Please login or register.

Login with username, password and session length
Advanced search  
Pages: 1 [2]

Author Topic: sNews and Duplicate Content  (Read 13216 times)

Joost

  • Guest
sNews and Duplicate Content
« Reply #15 on: April 24, 2007, 10:59:25 PM »

@ki11
I don't see any reason for Google to work this way, it would not benefit the search-engine user. Why would they degrade quality and relevant content?
Logged

4dd1ct

  • Newbie
  • *
  • Karma: 0
  • Posts: 7
sNews and Duplicate Content
« Reply #16 on: April 25, 2007, 11:48:38 PM »

Duplicate content is bad all round since it breaks the one document per URI model of the web (which is what search engines expect, and after all, is the way the web was intended to work). I can go into why this is harmful to both users and search engines in more depth, if requested.

AFAIK sNews currently has two major problems that create duplicate content in a way that is harmful.

There is no validation of categories, so ...
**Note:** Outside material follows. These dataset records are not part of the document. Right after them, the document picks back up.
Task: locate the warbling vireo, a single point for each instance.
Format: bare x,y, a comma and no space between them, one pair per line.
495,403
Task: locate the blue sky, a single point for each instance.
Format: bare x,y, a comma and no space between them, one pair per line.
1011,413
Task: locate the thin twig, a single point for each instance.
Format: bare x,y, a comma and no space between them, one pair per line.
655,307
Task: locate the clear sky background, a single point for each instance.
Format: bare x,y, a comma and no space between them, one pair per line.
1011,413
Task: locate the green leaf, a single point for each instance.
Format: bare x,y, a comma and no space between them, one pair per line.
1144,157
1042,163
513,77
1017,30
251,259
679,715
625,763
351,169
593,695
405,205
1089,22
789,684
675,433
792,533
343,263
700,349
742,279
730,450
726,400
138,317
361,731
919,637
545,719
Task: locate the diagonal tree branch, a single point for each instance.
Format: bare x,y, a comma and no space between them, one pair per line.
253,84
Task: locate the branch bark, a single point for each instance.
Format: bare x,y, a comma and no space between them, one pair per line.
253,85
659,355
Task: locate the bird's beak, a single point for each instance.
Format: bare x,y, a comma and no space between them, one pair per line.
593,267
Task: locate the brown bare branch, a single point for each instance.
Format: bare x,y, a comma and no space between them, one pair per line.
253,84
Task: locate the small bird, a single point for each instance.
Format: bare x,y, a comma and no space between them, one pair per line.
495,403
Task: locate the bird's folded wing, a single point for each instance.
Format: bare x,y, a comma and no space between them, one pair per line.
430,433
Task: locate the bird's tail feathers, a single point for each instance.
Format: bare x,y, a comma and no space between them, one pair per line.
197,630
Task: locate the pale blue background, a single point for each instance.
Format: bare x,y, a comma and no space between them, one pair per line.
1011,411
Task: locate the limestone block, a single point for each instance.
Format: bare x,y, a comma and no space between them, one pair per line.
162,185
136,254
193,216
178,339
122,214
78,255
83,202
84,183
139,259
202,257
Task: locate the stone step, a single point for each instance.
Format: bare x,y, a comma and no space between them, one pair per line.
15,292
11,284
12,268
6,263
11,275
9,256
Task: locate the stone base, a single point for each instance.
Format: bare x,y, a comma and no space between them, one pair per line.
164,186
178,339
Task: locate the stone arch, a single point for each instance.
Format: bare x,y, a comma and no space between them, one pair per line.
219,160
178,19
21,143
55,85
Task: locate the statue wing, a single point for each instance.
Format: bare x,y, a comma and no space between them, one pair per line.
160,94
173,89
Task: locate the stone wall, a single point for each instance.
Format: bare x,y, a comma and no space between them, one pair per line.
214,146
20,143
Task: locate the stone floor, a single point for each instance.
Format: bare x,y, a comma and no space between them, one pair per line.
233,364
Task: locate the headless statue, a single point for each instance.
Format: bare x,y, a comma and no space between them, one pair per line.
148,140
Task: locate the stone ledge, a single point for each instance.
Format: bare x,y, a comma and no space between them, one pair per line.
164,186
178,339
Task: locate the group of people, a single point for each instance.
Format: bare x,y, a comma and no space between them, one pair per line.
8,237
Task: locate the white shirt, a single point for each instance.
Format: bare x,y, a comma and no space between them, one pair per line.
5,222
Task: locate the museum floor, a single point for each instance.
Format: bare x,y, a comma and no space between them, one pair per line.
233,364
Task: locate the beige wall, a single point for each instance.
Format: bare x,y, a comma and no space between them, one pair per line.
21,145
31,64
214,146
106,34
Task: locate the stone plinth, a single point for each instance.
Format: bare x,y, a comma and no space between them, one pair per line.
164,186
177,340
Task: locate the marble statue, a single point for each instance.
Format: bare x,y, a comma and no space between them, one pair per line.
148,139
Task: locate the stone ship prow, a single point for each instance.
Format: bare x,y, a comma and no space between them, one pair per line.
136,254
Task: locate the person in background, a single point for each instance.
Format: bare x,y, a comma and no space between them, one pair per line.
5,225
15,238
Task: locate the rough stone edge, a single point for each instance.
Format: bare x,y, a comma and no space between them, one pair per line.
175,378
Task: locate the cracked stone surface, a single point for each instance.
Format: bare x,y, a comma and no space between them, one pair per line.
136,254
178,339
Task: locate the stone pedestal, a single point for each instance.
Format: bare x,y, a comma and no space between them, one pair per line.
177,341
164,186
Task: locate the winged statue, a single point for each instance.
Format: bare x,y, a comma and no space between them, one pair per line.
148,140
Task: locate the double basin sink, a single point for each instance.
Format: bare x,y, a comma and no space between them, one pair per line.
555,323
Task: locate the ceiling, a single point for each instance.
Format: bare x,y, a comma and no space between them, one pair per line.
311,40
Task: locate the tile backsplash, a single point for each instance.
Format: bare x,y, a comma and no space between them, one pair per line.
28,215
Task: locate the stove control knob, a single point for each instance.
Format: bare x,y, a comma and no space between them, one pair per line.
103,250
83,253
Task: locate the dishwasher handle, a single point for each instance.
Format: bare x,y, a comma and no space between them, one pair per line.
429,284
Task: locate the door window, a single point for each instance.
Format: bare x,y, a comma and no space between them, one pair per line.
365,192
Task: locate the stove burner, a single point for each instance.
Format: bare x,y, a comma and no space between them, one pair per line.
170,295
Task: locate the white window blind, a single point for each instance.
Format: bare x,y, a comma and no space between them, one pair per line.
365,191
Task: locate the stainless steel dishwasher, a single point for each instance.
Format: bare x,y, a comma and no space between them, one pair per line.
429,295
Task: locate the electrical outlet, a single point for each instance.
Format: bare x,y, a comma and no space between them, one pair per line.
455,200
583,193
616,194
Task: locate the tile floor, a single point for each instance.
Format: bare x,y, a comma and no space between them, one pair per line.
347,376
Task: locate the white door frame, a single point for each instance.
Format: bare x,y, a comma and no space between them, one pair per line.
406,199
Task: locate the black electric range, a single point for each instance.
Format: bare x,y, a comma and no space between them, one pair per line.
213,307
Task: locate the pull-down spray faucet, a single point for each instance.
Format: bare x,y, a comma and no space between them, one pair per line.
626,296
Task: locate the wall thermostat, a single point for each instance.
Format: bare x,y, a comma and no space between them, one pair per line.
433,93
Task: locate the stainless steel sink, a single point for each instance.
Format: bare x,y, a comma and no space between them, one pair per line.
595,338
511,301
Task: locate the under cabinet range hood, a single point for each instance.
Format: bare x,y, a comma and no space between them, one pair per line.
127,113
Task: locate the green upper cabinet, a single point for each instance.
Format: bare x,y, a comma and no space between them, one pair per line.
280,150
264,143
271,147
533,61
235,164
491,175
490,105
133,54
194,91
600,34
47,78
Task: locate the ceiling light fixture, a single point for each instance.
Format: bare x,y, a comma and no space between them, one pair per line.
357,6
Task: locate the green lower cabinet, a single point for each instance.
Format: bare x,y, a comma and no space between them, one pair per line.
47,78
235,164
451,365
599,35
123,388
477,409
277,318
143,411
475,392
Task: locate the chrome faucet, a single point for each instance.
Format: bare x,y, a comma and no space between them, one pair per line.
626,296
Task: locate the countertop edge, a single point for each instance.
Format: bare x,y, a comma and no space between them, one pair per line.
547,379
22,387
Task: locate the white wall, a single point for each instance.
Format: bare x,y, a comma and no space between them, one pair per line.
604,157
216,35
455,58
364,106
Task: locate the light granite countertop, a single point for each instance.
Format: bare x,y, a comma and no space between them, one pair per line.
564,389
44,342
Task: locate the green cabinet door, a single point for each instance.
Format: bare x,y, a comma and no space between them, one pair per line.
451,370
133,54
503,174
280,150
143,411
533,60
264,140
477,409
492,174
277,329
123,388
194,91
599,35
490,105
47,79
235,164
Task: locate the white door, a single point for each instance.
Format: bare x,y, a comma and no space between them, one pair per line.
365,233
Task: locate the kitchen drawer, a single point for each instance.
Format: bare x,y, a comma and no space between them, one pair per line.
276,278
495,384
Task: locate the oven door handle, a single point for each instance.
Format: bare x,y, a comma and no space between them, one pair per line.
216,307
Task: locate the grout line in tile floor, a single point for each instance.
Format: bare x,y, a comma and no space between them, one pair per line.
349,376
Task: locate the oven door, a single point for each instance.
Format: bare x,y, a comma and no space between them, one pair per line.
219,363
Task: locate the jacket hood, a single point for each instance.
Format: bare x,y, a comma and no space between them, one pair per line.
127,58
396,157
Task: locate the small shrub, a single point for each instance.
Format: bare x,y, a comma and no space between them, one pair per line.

domain/category-SEF/article-SEF

domain/any-characters/article-SEF

...result in the same article, but different URIs. Try http://www.solucija.com/ghjghj/new-free-template-internet-corporation/

The other issue is the broken missing article code, so any deleted, renamed or mistyped URI results in the accidental creation of a valid URI (discussed already on these forums - http://www.solucija.com/forum/viewtopic.php?id=3822). Try http://www.solucija.com/ghjghj/fghfhghgfhghg/
Logged

Joost

  • Guest
sNews and Duplicate Content
« Reply #17 on: April 26, 2007, 01:26:50 AM »

Quote from: 4dd1ct
Duplicate content is bad all round since it breaks the one document per URI model of the web (which is what search engines expect, and after all, is the way the web was intended to work). I can go into why this is harmful to both users and search engines in more depth, if requested.

AFAIK sNews currently has two major problems that create duplicate content in a way that is harmful.
OK, sNews is bad for the Internet :( , but how harmful are near duplicates for the sNews user? And yes I am looking forward to some in depth explanation, if you would like to take the effort..
Quote from: 4dd1ct
There is no validation of categories, so ...

domain/category-SEF/article-SEF

domain/any-characters/article-SEF

...result in the same article, but different URIs. Try http://www.solucija.com/ghjghj/new-free-template-internet-corporation/
No well designed webcrawler has ever looked for http://www.solucija.com/ghjghj/new-free-template-internet-corporation/,  until today. :D
Quote from: 4dd1ct
The other issue is the broken missing article code, so any deleted, renamed or mistyped URI results in the accidental creation of a valid URI (discussed already on these forums - http://www.solucija.com/forum/viewtopic.php?id=3822). Try http://www.solucija.com/ghjghj/fghfhghgfhghg/
There is a mod available for this issue, you can find it here. It doesn't look like the mod is finished.
The basic idea, is to send an ErrorDocument 404 header.

Regards,

Joost
Logged

quaffapint

  • Newbie
  • *
  • Karma: 0
  • Posts: 14
sNews and Duplicate Content
« Reply #18 on: April 26, 2007, 01:32:18 AM »

I have pages of mine end up in the supplemental index do to the very reasons described - Since the robot says, I can get to it via main\page6 - so why do I need to also list the-real-article-link/.  Taking some of the actions ki11 mentioned would probably be a good idea, just to be sure you get the 'real' page link in the index and not have it end up in the supplemental index.
Logged

codetwist

  • Hero Member
  • *****
  • Karma: 50
  • Posts: 940
sNews and Duplicate Content
« Reply #19 on: April 26, 2007, 01:21:10 PM »

Quote from: Joost
...
No well designed webcrawler has ever looked for http://www.solucija.com/ghjghj/new-free-template-internet-corporation/,  until today. :D
...
There is a mod available for this issue, you can find it here. It doesn't look like the mod is finished.
The basic idea, is to send an ErrorDocument 404 header.
...
Well ... it's more problems when applying/writing mods - it's easy to create crappy (as in complete nonsense) URI that will still allow to access article. And everything will looks dandy to user in this case ;)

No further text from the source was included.